Colocar um nome na ponta da língua do torcedor, pelo que a história mostra, não é exatamente uma questão de negociação
07/09/2020 11h00
Se você gosta de futebol e nunca leu algo escrito por Mário Filho a respeito do jogo de bola não tem ideia do que está perdendo. Sou suspeito para falar pois chego a gostar mais dele do que do irmão, Nelson Rodrigues. Não me entendam mal. Tenho Nelson em altíssima conta. Mas tomarei a liberdade até de brincar um pouco com o tema. Vira e mexe alguém lembra que Nelson não enxergava bem. Pois Mário enxergava muito. Cada mínimo movimento. O que pode ser facilmente percebido com a leitura de um texto escrito por ele sobre Telê Santana. Linhas em que Mário o define como sendo o ponteiro dos segundos, jamais o das horas. Isso em virtude do jeito de Telê se movimentar em campo, de estar em todo canto do gramado. Sem nem sempre ser percebido. Portanto, não poderia haver injustiça maior do que subtrair do estádio mais importante do nosso país o nome dele. Subtrair é figura de linguagem, seu nome está lá estampado em letras enormes. Mas só os mal arrazoados podem crer que se trata de tema sobre o qual alguém deva ou possa legislar. O Mário Filho é o Maracanã, e ponto.
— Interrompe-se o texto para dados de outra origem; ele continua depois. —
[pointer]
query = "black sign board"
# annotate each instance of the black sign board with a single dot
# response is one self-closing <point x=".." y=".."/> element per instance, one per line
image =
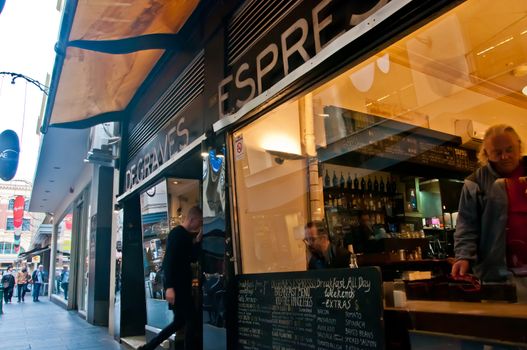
<point x="322" y="309"/>
<point x="304" y="30"/>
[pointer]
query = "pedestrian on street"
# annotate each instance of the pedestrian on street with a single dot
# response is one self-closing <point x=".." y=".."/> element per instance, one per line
<point x="38" y="280"/>
<point x="8" y="282"/>
<point x="22" y="278"/>
<point x="181" y="250"/>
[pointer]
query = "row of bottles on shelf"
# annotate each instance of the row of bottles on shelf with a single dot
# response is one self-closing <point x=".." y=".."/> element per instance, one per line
<point x="363" y="202"/>
<point x="375" y="186"/>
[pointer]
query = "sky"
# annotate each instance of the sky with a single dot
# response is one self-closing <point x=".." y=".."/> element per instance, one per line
<point x="28" y="33"/>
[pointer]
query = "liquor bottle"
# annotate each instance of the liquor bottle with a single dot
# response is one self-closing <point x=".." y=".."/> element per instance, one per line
<point x="349" y="183"/>
<point x="335" y="181"/>
<point x="353" y="257"/>
<point x="327" y="180"/>
<point x="413" y="200"/>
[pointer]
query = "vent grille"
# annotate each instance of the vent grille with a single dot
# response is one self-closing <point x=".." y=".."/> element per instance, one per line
<point x="178" y="96"/>
<point x="252" y="21"/>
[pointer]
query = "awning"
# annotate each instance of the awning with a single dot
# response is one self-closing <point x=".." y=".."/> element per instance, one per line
<point x="32" y="252"/>
<point x="106" y="50"/>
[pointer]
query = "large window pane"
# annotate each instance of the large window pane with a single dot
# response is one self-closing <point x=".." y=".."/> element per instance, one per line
<point x="271" y="191"/>
<point x="62" y="257"/>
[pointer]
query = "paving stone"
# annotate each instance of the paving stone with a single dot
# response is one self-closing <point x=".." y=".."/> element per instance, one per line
<point x="44" y="325"/>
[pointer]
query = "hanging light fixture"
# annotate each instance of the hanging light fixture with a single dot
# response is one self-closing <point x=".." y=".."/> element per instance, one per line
<point x="204" y="149"/>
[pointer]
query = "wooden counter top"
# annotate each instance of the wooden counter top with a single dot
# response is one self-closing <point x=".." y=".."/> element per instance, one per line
<point x="490" y="309"/>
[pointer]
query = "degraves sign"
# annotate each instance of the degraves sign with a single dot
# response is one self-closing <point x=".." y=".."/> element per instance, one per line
<point x="301" y="35"/>
<point x="169" y="141"/>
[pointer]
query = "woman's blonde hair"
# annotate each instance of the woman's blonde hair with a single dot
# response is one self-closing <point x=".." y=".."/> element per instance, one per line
<point x="493" y="131"/>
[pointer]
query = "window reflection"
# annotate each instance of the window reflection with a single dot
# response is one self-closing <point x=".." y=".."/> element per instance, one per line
<point x="62" y="256"/>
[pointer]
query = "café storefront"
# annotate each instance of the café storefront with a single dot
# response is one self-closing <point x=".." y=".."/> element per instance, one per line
<point x="362" y="116"/>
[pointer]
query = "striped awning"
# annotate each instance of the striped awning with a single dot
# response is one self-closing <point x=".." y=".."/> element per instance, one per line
<point x="106" y="50"/>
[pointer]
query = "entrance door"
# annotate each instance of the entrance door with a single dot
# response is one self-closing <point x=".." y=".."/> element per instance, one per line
<point x="81" y="211"/>
<point x="163" y="207"/>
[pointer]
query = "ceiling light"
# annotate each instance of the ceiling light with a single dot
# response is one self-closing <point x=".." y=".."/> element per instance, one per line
<point x="204" y="149"/>
<point x="520" y="71"/>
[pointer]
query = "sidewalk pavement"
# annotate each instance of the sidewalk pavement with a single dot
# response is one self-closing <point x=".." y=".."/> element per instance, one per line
<point x="45" y="325"/>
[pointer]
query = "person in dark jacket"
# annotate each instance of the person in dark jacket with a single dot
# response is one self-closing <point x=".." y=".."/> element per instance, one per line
<point x="8" y="282"/>
<point x="38" y="278"/>
<point x="181" y="250"/>
<point x="480" y="239"/>
<point x="323" y="254"/>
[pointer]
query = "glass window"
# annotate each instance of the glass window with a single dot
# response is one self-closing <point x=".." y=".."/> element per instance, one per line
<point x="63" y="253"/>
<point x="9" y="224"/>
<point x="162" y="208"/>
<point x="272" y="191"/>
<point x="26" y="225"/>
<point x="381" y="151"/>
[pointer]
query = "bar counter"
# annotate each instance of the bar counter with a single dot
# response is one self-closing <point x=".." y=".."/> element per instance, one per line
<point x="501" y="322"/>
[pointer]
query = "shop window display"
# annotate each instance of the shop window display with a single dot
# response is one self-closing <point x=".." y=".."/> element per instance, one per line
<point x="62" y="256"/>
<point x="380" y="151"/>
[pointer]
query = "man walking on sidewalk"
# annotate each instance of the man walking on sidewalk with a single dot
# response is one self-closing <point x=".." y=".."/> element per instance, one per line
<point x="181" y="250"/>
<point x="38" y="280"/>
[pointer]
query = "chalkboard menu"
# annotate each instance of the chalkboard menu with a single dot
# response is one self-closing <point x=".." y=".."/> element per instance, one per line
<point x="321" y="309"/>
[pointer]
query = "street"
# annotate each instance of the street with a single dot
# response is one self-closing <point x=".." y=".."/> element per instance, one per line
<point x="45" y="325"/>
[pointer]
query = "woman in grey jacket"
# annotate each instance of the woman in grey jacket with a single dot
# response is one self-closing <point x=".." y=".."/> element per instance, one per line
<point x="480" y="237"/>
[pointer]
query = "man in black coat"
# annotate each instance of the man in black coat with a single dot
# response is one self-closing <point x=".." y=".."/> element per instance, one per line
<point x="8" y="282"/>
<point x="323" y="254"/>
<point x="38" y="277"/>
<point x="181" y="250"/>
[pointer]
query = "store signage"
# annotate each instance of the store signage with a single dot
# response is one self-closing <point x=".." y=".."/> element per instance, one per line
<point x="171" y="140"/>
<point x="18" y="211"/>
<point x="317" y="309"/>
<point x="300" y="36"/>
<point x="9" y="154"/>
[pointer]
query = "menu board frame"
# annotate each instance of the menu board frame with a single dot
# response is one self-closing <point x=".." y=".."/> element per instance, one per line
<point x="318" y="309"/>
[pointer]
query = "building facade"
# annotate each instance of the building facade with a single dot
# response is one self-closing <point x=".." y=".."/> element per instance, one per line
<point x="351" y="114"/>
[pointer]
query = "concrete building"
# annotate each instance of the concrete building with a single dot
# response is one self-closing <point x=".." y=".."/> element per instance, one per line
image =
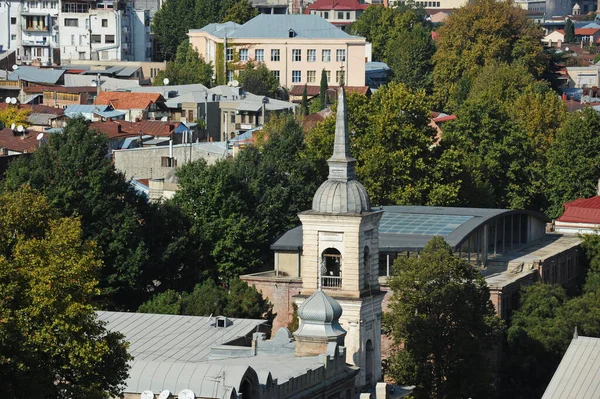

Essa questão do nome sempre foi um fantasma que rondou o novo estádio corintiano. O que se fez ainda maior pelo fato de o atual presidente do clube ter se mostrado desde sempre incomodado com a alcunha: Itaquerão. Eis que dias atrás, enfim, o Corinthians anunciou quem dará nome ao tal. Um patrocinador, óbvio. Poderia ser o fim de uma novela mas tem tudo pra ser o início de uma nova temporada dela. Isso porque talvez não seja tarefa fácil convencer os interessados por futebol desse nome de batismo. A coisa se arrastou por mais de meia década, o que certamente serviu para sedimentar na cabeça dos torcedores o apelido. Os desgostosos com esse nome, Itaquerão, que se preparem para a possibilidade. Nesse sentido sempre considerei uma ótima sacada do Palmeiras a escolha do nome Allianz Parque, o que de certa forma o ligou ao antigo estádio alviverde. Ainda que o nome oficial do Parque Antártica fosse Estádio Palestra Itália. Sem contar que houve na época uma votação para a escolha do nome. O que, querendo ou não, sempre provoca algum envolvimento do interessados.
Quantas vezes aquele seu amigo torcedor do São Paulo lhe disse que iria ver um jogo no Cícero Pompeu de Toledo? Ele diz que vai é no Morumbi e acabou. Mesmo que os rivais gostem de lembrar que o estádio fica na verdade é no Jardim Leonor. Trago comigo a convicção de que o grande Mário Filho, conhecendo o futebol como conhecia, jamais se sentiria desrespeitado ao ver, ouvir, seu nome substituído por Maracanã. Saberia que é do jogo. Fazer com que um estádio passe a ser chamado assim ou assado pode ser uma questão de negociação, quando se trata de veículos de comunicação. Mas colocar um nome na ponta da língua do torcedor, pelo que a história mostra, não é exatamente uma questão de negociação. Muito menos de imposição.
Vladir Lemos é jornalista, apresentador Revista do Esporte e diretor de Esporte da TV Cultura.